I'll close with an excellent tweet from author and editor Jane Friedman (if you aren't following her, you should be):

Words to live by.


C.M. Albrecht said...

I understand that some Chinese, in the past, had the practice of signing notes and contracts with paint that would soon fade away. Maybe some still do. Anybody who could invent the back scratcher has to be pretty smart.

Claude Forthomme said...

You make a crucial point here. I hope writers are listening to you!

Karen said...

I agree, not every writer is qualified to interpret the language of a contract. With that said, please allow me to clarify my previous post. I did not mean to suggest a clause - such as the one in the previous blog post - will unlikely be enforced by the publisher, I meant it will unlikely be enforced by the courts - and publishers know this. I dare say that no court in the USA will enforce a clause that limits rights worldwide and to perpetuity. And yes, I believe I am well-qualified to make this opinion given I am a writer and an attorney (albeit, not all attorneys are created equal) :)

Sue Bursztynski said...

I remember my very first publishing contract. It was long and complicated. I had no idea what half of it meant. So I paid some money to my local Society of Authors, who have lawyers to look at these things for you. It was actually not a bad contract, but there were bits that bothered me, so I asked my publishers, who cheerfully cut them. It was a big publisher, not a small press. One micro-press I dealt with had a contract I would never have signed if I'd seen it before the book was written, but I had a deadline to meet and the woman waited till the book was written before sending the contract. Then she ended up not having the money to publish it or the others she had commissioned anyway - and publishing was the ONLY commitment she had in that dreadful contract. So she gave us all our rights back. I guess I should be glad that the odds "permanently" and "irrevocably" weren't in there. But don't worry, I will never again write to commission without seeing the contract first. Education publishers have some awful contracts, especially here in Australia, where they need a lot of rights so that the American publisher can get on with it - but nothing quite as bad as the one you mention, Victoria.

tonyl said...

Thanks for this.

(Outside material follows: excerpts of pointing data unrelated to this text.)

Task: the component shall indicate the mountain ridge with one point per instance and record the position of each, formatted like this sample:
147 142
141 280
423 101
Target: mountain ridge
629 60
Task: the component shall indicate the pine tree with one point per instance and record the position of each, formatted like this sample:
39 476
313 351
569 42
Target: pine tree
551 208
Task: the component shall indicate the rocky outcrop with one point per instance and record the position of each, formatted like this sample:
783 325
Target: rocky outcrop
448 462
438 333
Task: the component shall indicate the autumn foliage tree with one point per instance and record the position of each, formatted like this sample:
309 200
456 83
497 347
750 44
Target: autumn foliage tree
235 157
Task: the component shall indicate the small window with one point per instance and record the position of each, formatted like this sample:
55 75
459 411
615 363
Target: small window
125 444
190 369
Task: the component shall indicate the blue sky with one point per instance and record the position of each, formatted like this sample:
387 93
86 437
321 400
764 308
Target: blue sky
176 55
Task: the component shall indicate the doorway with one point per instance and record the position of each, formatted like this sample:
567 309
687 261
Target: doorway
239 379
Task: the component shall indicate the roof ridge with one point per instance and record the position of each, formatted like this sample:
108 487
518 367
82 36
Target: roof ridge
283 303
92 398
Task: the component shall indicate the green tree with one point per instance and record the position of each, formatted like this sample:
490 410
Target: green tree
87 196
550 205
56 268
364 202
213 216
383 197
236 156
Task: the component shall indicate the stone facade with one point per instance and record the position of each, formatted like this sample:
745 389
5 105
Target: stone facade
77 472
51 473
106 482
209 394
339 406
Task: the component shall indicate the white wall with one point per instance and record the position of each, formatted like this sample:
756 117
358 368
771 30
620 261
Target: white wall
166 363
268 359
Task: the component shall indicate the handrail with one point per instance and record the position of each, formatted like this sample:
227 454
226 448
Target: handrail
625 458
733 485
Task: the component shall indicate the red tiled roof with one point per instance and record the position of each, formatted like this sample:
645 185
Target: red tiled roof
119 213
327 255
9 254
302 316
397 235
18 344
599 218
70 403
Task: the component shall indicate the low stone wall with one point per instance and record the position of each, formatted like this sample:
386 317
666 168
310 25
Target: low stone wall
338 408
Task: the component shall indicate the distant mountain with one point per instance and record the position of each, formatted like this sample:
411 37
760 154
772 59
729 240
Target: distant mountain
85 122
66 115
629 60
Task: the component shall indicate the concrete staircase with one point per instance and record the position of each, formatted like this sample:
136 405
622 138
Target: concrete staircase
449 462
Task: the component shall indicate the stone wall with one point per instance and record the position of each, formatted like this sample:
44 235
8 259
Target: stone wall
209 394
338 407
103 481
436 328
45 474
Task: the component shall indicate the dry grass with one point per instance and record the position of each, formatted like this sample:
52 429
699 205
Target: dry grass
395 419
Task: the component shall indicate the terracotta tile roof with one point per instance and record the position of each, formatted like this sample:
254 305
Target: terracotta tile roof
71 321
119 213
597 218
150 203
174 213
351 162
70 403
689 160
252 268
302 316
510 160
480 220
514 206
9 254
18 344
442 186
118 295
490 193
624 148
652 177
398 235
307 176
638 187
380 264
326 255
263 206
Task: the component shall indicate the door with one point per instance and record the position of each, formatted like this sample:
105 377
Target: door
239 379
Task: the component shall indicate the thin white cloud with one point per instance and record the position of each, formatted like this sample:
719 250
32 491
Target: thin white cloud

I followed the Passive Voice here.

I hope people who need this information see it. To that end, not that I have a following that a) needs it or b) is very large at all! I’ve reblogged it at my blog, tony’s miscellenaia,

Anonymous said...

And remember, a hastily signed contract may be in force forever. When I got my PhD degree, I was told I had to sign a contract giving a microfilm company the right to make my dissertation available at libraries. So I signed. It sounded like a non-profit, scholarly arrangement. Then, during the dot-com boom, an entrepreneur bought up the rights to those dissertations and started to sell them for profit. I was really appalled... but I had signed the contract.

Jean Wilson Murray, MBA, PhD said...

Another to add to the list: Don't ASSUME (we all know what that stands for) that something the publisher said has the same force as what's written in the contract. In a lawsuit, what someone promised but didn't put in writing can't be used. As I always say, "If it isn't in writing, it doesn't exist."
If a publisher promises to do something for you ("We'll make sure your books get onto Amazon"), make 'em put in writing.
<a href=">Why business agreements should be in writing</a>

Britni Patterson said...

This is such an important thing for authors to know and read, especially in today's publishing climate!

Unknown said...

An excellent post. People all should remember this doesn't apply just to writing but to all contracts, all the time. Trusting the kindness of strangers is sweet at times, but not when you have signed a legal document.